Fielder thanked his family and teammates from each of his three professional stops, including Milwaukee and Detroit, in addition to Scott Boras, the agent who joined Fielder on the dais and negotiated a blockbuster $214 million deal for his client with the Tigers in 2012.
Fielder was traded to Texas for Ian Kinsler on Nov. 20, 2013, in a deal that never worked out for the Rangers. The Tigers also sent cash along, $4 million a year to help cover the first baseman-turned-designated hitter’s guaranteed $24 million annual salary through 2020.
Fielder played in only 42 games his first season in Texas in 2014 after a first spinal fusion surgery. He bounced back in 2015, though his power was noticeably in decline, when he hit .305 with 23 homers and 98 RBIs in an All-Star campaign in which the Rangers also won the AL West.
Fielder commanded the biggest dollars on the market because he was one of the game’s top run-producers. Over 12 seasons, he finished with a .283 career batting average, a .506 slugging percentage, an .887 on-base-plus-slugging percentage, 319 home runs and 1,028 RBIs.
However, it was clear all season that something again was wrong with the slugger as his power continued to decline while he was in the midst of a career-worst season. When Fielder was sidelined, he was hitting just .212 with eight home runs and 44 RBIs in 89 games.
In his initial visit to the doctor in July, Fielder struggled to walk a straight line, he said.

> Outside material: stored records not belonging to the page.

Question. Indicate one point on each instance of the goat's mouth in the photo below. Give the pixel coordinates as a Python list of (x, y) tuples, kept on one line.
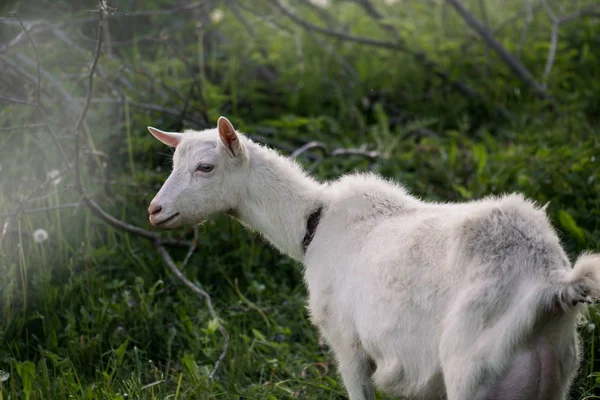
[(165, 222)]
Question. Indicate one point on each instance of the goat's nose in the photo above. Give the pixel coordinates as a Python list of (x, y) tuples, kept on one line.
[(154, 209)]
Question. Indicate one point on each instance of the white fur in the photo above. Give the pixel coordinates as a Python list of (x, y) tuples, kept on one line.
[(437, 297)]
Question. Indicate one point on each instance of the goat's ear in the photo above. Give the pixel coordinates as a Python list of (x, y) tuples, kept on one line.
[(228, 136), (169, 138)]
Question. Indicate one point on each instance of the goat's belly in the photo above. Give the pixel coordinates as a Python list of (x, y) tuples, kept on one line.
[(405, 354)]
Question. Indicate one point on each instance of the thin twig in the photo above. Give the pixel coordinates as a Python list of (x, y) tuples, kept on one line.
[(101, 13), (3, 234), (39, 210), (191, 250), (171, 264), (515, 65), (528, 20), (17, 101), (398, 46), (124, 226), (22, 127)]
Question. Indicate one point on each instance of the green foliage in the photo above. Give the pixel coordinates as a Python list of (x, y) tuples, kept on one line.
[(92, 312)]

Texas general manager Jon Daniels said as with any injury, there was an elevated risk of a recurrence of the neck problem Fielder sustained in 2014, but nothing to presume “it would happen so soon if at all.”
Fielder’s contract is guaranteed. Without providing details, Daniels said the team has disability insurance on the contract and “if it plays out like it looks like, (the Rangers) will likely collect on that.”

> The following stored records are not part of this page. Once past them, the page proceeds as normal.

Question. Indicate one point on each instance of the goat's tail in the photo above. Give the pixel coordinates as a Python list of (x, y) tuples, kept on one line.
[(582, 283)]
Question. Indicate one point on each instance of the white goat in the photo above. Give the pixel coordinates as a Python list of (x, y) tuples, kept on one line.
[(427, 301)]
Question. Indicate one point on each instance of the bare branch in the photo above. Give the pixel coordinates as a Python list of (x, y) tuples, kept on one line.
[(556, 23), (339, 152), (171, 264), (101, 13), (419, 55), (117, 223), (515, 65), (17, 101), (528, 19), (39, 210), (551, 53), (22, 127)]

“You never want to see it go down that way, but what he did in his career is remarkable to say the least,” Texas first baseman Mitch Moreland said. “I’m proud to say that I got to be his teammate. I made a lifelong friend out of it as well. That’s the good part of it.”

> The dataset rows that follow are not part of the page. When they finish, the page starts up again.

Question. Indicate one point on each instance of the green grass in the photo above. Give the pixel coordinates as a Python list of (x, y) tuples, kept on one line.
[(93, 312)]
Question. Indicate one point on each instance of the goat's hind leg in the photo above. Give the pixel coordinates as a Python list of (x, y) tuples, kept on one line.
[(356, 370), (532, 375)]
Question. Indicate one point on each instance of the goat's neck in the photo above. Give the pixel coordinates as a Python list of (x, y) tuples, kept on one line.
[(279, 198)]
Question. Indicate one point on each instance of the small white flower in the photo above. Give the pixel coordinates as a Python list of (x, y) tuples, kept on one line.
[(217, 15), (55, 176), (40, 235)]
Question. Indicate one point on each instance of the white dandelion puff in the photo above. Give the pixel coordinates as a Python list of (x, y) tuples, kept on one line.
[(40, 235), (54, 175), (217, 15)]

Brewers manager Craig Counsell was sad to learn that Fielder’s career was ending. Fielder spent his first seven major league seasons in Milwaukee, where he and Counsell were teammates from 2007-11.
“I went through the same thing,” Counsell said. “Same injury, same doctor, same surgeon. I know what he’s going through and the pain he’s experiencing. It’s not fun. …
“I really valued my time with him. I’m saddened by this news. It’s not the way it should end for him.”
Said Colorado manager Walt Weiss, his team in town for the first of two games in Texas: “It’s tough. He was very well respected. Everything you hear about him is how great a teammate he was. Everything you want, especially from a manager’s perspective, in a player, on top of being a great player.
“That’s what’s important … how great a person he was, great family man, a pro, great teammate, leader … those are the things you want people talking about when you’re done playing.”
Fielder leaves a team with the best record in the American League and third best in baseball while on a run of four consecutive victories heading into Wednesday’s game. With Fielder sidelined, Texas was active at the trade deadline, acquiring designated hitter Carlos Beltran from the New York Yankees and catcher Jonathan Lucroy from Milwaukee. Instead of Fielder giving Moreland an occasional rest at first, it will now be primarily young Jurickson Profar.
Fielder said he hadn’t much thought about his long-term retirement plans. He noted that he has been in a major league clubhouse since he was his kids’ age while his father, Cecil Fielder, was a slugger for 13 seasons. However, he knows where he will be in the short term.
“I’m still going to be here as soon as I get this neck brace off,” he said. “I’m still going to be here with the fellas. Root them on. We still … they still got work to do. I’ve got cheerleading to do. Hopefully, we’ll win the World Series and pop some champagne.”